In this paper, an image analysis framework is formulated for Landsat-8 Operational Land Imager and Thermal Infrared Sensor (OLI/TIRS) scenes using the R programming language. The libraries of R are shown to be effective in remote sensing data processing tasks, such as classification using k-means clustering and computing the Normalized Difference Vegetation Index (NDVI). The data are processed using an integration of the RStoolbox, terra, raster, rgdal and auxiliary packages of R. The proposed approach to image processing using R is designed to exploit the parameters of image bands as cues to detect land cover types and vegetation parameters corresponding to the spectral reflectance of the objects represented on the Earth’s surface. Our method is effective at processing the time series of the images taken at various periods to monitor the landscape dynamics in the middle part of the Congo River basin, Democratic Republic of the Congo (DRC). Whereas previous approaches primarily used Geographic Information System (GIS) software, we proposed to explicitly use the scripting methods for satellite image analysis by applying the extended functionality of R. The application of scripts for geospatial data is an effective and robust method compared with the traditional approaches due to its high automation and machine-based graphical processing. The algorithms of the R libraries are adjusted to spatial operations, such as projections and transformations, object topology, classification and map algebra.

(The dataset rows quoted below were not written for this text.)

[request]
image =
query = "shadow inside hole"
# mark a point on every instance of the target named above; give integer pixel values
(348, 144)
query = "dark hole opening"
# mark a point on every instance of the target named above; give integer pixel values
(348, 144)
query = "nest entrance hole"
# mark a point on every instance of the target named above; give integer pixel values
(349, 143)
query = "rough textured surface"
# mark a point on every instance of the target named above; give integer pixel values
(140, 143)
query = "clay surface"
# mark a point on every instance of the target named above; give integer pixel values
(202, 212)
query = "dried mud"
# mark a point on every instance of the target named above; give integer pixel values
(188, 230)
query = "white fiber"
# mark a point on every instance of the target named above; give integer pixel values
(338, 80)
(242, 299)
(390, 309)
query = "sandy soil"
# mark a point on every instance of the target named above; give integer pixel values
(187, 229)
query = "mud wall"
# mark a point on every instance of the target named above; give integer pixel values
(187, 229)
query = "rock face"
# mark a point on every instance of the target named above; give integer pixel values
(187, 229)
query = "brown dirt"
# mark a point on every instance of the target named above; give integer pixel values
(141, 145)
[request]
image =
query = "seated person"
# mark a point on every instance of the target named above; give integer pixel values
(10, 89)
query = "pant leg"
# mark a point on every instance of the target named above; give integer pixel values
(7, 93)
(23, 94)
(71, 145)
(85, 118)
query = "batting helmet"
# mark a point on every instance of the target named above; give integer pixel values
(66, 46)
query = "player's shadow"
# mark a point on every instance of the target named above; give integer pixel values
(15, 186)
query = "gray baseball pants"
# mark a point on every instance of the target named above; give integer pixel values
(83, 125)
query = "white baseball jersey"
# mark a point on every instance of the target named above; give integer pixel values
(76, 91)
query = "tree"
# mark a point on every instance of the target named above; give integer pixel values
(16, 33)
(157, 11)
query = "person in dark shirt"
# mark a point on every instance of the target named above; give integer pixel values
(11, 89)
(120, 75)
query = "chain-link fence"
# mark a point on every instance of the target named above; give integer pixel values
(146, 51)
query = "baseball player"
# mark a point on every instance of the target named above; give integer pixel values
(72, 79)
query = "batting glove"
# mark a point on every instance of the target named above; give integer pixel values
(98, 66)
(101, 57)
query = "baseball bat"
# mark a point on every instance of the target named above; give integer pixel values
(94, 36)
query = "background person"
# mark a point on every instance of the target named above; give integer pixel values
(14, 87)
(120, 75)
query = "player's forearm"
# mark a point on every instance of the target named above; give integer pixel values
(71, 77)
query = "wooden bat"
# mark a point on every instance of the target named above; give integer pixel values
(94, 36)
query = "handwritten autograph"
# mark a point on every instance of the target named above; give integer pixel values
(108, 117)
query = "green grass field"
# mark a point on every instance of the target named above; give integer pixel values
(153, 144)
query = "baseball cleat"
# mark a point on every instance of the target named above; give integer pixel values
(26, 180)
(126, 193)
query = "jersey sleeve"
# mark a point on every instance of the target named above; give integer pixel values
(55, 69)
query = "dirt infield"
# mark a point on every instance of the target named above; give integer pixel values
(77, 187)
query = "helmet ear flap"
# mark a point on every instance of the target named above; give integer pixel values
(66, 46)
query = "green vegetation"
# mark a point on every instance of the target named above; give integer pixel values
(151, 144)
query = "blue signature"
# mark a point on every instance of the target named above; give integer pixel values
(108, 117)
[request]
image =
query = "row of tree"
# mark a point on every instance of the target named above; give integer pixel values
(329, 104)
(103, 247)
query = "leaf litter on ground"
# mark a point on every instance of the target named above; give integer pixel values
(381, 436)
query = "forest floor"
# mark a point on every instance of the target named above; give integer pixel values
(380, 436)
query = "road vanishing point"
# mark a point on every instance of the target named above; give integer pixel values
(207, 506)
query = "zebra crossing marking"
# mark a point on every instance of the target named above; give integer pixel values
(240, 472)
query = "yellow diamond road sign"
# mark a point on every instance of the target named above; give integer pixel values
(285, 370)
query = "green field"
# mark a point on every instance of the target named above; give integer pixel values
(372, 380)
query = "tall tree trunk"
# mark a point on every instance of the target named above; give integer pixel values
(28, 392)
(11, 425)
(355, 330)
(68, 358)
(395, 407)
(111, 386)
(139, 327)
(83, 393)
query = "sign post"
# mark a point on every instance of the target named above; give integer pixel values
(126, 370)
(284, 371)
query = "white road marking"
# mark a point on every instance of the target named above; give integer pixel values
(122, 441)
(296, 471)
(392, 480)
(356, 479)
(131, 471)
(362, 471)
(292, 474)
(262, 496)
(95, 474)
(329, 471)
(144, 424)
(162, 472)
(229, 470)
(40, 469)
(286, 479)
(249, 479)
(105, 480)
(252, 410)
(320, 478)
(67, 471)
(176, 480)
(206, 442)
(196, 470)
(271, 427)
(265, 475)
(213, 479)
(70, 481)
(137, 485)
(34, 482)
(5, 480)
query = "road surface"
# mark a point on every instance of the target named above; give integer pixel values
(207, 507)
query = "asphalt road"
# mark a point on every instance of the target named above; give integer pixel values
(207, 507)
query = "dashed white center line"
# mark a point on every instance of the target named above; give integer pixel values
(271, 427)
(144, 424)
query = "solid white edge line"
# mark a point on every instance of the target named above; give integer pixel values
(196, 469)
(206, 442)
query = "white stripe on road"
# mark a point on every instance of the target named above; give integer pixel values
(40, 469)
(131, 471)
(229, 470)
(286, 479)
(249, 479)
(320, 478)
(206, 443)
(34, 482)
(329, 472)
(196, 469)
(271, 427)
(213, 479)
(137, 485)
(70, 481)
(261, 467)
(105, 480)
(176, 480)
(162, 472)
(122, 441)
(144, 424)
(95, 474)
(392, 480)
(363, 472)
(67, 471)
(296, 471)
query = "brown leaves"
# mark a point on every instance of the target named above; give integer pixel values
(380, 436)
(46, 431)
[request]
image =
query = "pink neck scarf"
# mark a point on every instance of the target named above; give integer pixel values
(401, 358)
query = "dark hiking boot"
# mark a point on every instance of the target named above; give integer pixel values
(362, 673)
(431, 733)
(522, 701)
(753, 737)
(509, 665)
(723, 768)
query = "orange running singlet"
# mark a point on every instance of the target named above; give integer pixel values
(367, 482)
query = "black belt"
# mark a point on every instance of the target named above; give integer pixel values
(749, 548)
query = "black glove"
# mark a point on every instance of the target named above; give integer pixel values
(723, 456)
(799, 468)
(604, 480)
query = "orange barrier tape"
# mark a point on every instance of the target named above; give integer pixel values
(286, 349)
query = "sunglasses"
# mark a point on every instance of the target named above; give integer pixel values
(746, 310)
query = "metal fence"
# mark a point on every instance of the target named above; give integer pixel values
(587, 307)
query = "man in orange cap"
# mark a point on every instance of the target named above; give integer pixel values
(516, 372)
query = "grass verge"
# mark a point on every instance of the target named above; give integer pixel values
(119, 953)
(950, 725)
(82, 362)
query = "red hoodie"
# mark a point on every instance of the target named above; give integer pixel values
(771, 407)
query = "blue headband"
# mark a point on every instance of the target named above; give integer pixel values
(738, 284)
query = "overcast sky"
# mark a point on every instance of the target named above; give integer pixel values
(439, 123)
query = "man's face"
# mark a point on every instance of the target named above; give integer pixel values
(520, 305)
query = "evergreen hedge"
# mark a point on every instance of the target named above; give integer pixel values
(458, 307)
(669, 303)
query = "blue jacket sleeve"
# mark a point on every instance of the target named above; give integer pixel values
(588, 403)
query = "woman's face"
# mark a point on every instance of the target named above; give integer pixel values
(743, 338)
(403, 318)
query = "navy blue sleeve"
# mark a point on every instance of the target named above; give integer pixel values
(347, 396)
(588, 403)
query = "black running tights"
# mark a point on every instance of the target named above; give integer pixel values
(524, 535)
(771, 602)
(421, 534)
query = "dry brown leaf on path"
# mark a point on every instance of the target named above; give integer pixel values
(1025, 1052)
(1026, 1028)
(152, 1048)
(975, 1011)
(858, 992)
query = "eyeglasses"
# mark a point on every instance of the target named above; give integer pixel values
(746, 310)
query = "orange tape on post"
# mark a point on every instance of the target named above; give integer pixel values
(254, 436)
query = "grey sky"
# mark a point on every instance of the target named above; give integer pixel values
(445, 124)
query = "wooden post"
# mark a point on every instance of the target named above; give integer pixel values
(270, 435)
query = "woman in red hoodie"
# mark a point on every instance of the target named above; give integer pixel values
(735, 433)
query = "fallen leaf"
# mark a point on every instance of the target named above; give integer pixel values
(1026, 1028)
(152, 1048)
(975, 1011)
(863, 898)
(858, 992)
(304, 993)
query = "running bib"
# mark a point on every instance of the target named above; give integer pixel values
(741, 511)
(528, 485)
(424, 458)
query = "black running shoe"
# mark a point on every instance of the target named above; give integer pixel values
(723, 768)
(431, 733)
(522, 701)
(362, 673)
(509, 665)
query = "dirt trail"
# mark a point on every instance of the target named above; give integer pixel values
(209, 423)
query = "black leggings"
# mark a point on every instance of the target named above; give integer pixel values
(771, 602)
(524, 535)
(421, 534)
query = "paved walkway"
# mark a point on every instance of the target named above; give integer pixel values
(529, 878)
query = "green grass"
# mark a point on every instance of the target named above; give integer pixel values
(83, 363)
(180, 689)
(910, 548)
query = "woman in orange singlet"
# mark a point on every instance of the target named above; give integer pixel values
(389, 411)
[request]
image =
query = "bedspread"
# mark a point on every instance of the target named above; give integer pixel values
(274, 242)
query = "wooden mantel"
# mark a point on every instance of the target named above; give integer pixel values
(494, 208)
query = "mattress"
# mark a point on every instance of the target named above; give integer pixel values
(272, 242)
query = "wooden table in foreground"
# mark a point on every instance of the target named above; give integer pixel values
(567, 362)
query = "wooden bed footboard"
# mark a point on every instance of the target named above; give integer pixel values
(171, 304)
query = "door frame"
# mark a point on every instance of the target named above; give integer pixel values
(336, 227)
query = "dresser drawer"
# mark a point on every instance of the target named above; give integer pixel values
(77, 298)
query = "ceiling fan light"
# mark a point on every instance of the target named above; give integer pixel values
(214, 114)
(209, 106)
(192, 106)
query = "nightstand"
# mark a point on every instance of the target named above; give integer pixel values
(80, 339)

The data include Landsat-8 OLI-TIRS covering the three regions along the Congo river, Bumba, Basoko and Kisangani, for the years 2013, 2015 and 2022. We also validate the performance of graphical data handling for cartographic visualization using R libraries for visualising changes in land cover types by k-means clustering and calculation of the NDVI for vegetation analysis.

Suggested Citation

  • Polina Lemenkova & Olivier Debeir, 2022. "R Libraries for Remote Sensing Data Classification by k-means Clustering and NDVI Computation in Congo River Basin, DRC," ULB Institutional Repository 2013/352357, ULB -- Universite Libre de Bruxelles.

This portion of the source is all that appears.